MILL VALLEY HERALD

February 15, 2012


Coyote reflects on wild dogs and the next 1,000 years

Civics Lessons
By Joyce Kleiner

I interview people for Mill Valley’s Oral History Project. I love the insights it gives me into our town, and the lessons I learn when people invite me into their homes. Most recently I interviewed actor and longtime Mill Valley resident Peter Coyote.

Peter’s home looks a lot like a tree house, the kind children dream of living in: a series of interconnected and cozy spaces suspended high in the redwood trees, away from the rest of the world. Of course, the house isn’t really suspended in the air, but the illusion is complete. This contradictory yet simultaneous sense of interconnectedness and “awayness” is a metaphor for the activist-actor-writer-Buddhist priest’s life.


As I settled in for our interview, Peter made me a cup of loose-leaf tea. Soon we were engaged in an afternoon of discussion focused less on the actor’s career and more on his life in the 1960s; Mill Valley then and now; his writing; counterculture movements; politics; Jerry Brown, Jerry Garcia, Gary Snyder and Marshall McLuhan; corporate greed; Spanish and Yiddish; the interconnectedness of all things; anarchism and shared bathrooms; and how he went from Peter Cohon to Peter Coyote: a story that involved a peyote-induced hallucination that seemingly transformed him into a coyote.

Coyote described changing his name as a way into a new identity. “Peter Cohon,” he told me, “was completely covered with other people’s expectations … I was no longer that guy.” That story will be familiar to those who read Coyote’s memoir, “Sleeping Where I Fall.” They also will know that Coyote arrived in San Francisco in 1964 with plans to get an MFA in writing. But Haight-Ashbury’s cacophony of unconventional lifestyles and philosophies seduced him away from academia. He soon joined the political-theater group the San Francisco Mime Troupe, and later the Diggers, a contingent of anarchists challenging every conceivable social convention. That led to many years of commune living.

Toward the end of our afternoon together I admitted that I didn’t understand the resurgent interest in anarchism. What did Peter, who had defiantly lived the principle for so many years, think about it now? He still believed it had value. Anarchism, he told me, is not the same thing as “anarchy.” “Anarchism is a political philosophy,” he said. “It stresses decentralization … people will organize themselves locally, create representatives and do what they do without the need for a state.”

I remained unconvinced that anarchism made sense. Should it be the voice of the Occupy Wall Street Movement? I asked. “I don’t know that anybody can say what the dominant voice of Occupy Wall Street is,” he said. He saw OWS more as an amalgamation of all sorts of people and perspectives. “The idea of coexisting with divergent points of view is America. I think that the OWS people are doing that. I think there are all kinds of people from the wacky to the sacred … and I think they work it out.”

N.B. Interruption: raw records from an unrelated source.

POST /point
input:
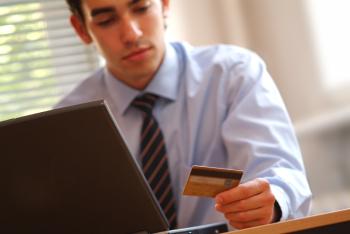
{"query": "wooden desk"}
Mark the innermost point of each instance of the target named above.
(334, 222)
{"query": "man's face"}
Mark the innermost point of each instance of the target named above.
(128, 33)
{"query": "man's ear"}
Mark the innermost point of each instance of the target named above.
(165, 8)
(80, 29)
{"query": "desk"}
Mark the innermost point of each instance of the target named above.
(334, 222)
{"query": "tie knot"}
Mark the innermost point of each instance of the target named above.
(145, 103)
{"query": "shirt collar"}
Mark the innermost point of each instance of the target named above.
(164, 84)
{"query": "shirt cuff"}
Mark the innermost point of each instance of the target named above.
(282, 200)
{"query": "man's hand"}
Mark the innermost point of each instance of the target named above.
(247, 205)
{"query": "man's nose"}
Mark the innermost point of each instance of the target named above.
(130, 31)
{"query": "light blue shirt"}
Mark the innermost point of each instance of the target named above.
(219, 107)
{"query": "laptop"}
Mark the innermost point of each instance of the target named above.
(69, 170)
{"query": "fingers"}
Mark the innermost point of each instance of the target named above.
(250, 203)
(243, 191)
(263, 214)
(247, 205)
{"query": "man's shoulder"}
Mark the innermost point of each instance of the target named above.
(219, 54)
(88, 90)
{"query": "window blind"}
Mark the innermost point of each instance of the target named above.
(41, 58)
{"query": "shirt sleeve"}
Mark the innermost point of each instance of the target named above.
(259, 137)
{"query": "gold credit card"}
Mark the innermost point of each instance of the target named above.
(210, 181)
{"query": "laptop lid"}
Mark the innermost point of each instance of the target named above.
(69, 171)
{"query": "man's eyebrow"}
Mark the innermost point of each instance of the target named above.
(133, 2)
(102, 10)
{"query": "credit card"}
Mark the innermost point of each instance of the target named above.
(210, 181)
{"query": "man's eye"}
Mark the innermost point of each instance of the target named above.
(105, 22)
(141, 9)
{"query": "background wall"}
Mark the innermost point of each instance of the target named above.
(281, 32)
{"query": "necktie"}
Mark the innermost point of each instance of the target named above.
(154, 157)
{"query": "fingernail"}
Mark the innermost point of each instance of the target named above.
(218, 200)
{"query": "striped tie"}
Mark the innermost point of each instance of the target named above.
(154, 157)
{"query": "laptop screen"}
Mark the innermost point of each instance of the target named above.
(69, 171)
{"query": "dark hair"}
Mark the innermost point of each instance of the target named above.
(75, 8)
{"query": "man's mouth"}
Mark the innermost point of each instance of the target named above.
(137, 55)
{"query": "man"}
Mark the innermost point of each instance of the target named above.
(216, 106)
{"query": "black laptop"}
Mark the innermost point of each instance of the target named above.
(69, 171)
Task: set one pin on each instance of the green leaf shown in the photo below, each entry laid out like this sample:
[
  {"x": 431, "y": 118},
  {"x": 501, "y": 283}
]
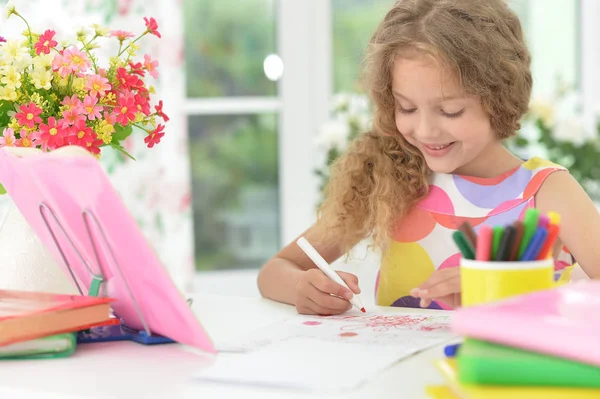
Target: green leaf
[
  {"x": 121, "y": 133},
  {"x": 120, "y": 148}
]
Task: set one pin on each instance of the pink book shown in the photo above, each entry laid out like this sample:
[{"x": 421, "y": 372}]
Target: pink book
[
  {"x": 79, "y": 194},
  {"x": 563, "y": 322}
]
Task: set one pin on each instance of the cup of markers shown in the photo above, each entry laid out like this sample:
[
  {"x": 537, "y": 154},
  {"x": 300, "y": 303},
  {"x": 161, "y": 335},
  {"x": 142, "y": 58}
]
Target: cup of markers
[{"x": 503, "y": 261}]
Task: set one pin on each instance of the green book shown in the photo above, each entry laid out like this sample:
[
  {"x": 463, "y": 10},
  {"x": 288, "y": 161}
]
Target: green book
[
  {"x": 54, "y": 346},
  {"x": 486, "y": 363}
]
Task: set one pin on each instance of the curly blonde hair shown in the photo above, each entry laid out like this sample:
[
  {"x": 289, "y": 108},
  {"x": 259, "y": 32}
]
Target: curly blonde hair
[{"x": 377, "y": 181}]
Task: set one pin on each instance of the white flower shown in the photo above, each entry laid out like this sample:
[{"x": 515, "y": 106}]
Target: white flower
[
  {"x": 543, "y": 108},
  {"x": 9, "y": 9},
  {"x": 42, "y": 79},
  {"x": 15, "y": 52},
  {"x": 571, "y": 129},
  {"x": 334, "y": 134}
]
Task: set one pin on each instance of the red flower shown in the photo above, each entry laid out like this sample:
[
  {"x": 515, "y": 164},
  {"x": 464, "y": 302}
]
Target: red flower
[
  {"x": 126, "y": 79},
  {"x": 137, "y": 68},
  {"x": 81, "y": 135},
  {"x": 154, "y": 136},
  {"x": 159, "y": 111},
  {"x": 152, "y": 26},
  {"x": 142, "y": 104},
  {"x": 29, "y": 115},
  {"x": 126, "y": 109},
  {"x": 51, "y": 134},
  {"x": 45, "y": 43}
]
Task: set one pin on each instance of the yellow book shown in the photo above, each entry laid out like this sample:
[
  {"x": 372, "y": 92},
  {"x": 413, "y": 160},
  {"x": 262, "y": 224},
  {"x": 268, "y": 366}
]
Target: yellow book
[{"x": 449, "y": 370}]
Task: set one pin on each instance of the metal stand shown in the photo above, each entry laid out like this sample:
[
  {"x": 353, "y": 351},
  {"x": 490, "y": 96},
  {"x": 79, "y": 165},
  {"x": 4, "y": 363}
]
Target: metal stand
[{"x": 97, "y": 279}]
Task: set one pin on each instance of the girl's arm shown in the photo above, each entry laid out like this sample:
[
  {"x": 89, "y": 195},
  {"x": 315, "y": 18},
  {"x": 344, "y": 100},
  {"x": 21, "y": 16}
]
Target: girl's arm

Eventually young idealists come across something that conflicts with their beliefs. Did he think that was an important moment? “Yes,” he told me, “as long as you’re not frightened by it, because your thoughts will reorganize themselves and come together at a higher level of complexity … The fact that it’s not as easy as you thought it would be, or not as clear, is part of your maturity.”

A longtime Buddhist, Coyote recently became ordained as a Buddhist priest in the layman lineage. He drew on this experience when I asked him if he believed that true change takes more than one person’s lifetime to achieve. “We call our Buddhist work the Thousand-Year-Project; we think it’s going to take 1,000 years for Buddhism to soften America … I won’t see the end of it.”

I still had questions about anarchism. Anarchists often speak about the dissolution of private property and boundaries. I asked Peter if he still believed that communal living based on that philosophy worked. “I think that philosophy needs to be modified,” he told me. “Everybody needs their own space.” Reflecting on his years of commune living he said, “You find the boundaries by breaking them … When I came home one day and I found all the doors taken off the bathrooms because some a— had decided that privacy was a bourgeois preoccupation, I’d reached my limit.” Yeah, that would have done it for me, too.

I came away from the afternoon freshly aware of the value in listening to ideas that may diverge from my own. Just listening, I thought, is powerful — even resulting in change.

Joan Didion once wrote: “We are well advised to keep on nodding terms with the people we used to be, whether we find them attractive company or not.” Peter’s office is dappled with talismans from his past, including his favorite photograph of a coyote. “It’s so wary, and feral, and alert,” he said. I would agree. Peter is unapologetic about his life choices, but neither does he live in amnesiac nostalgia. Though his writings and tokens nod to his past, his gaze is fixed on the future, on the next instant, on the next 1,000 years.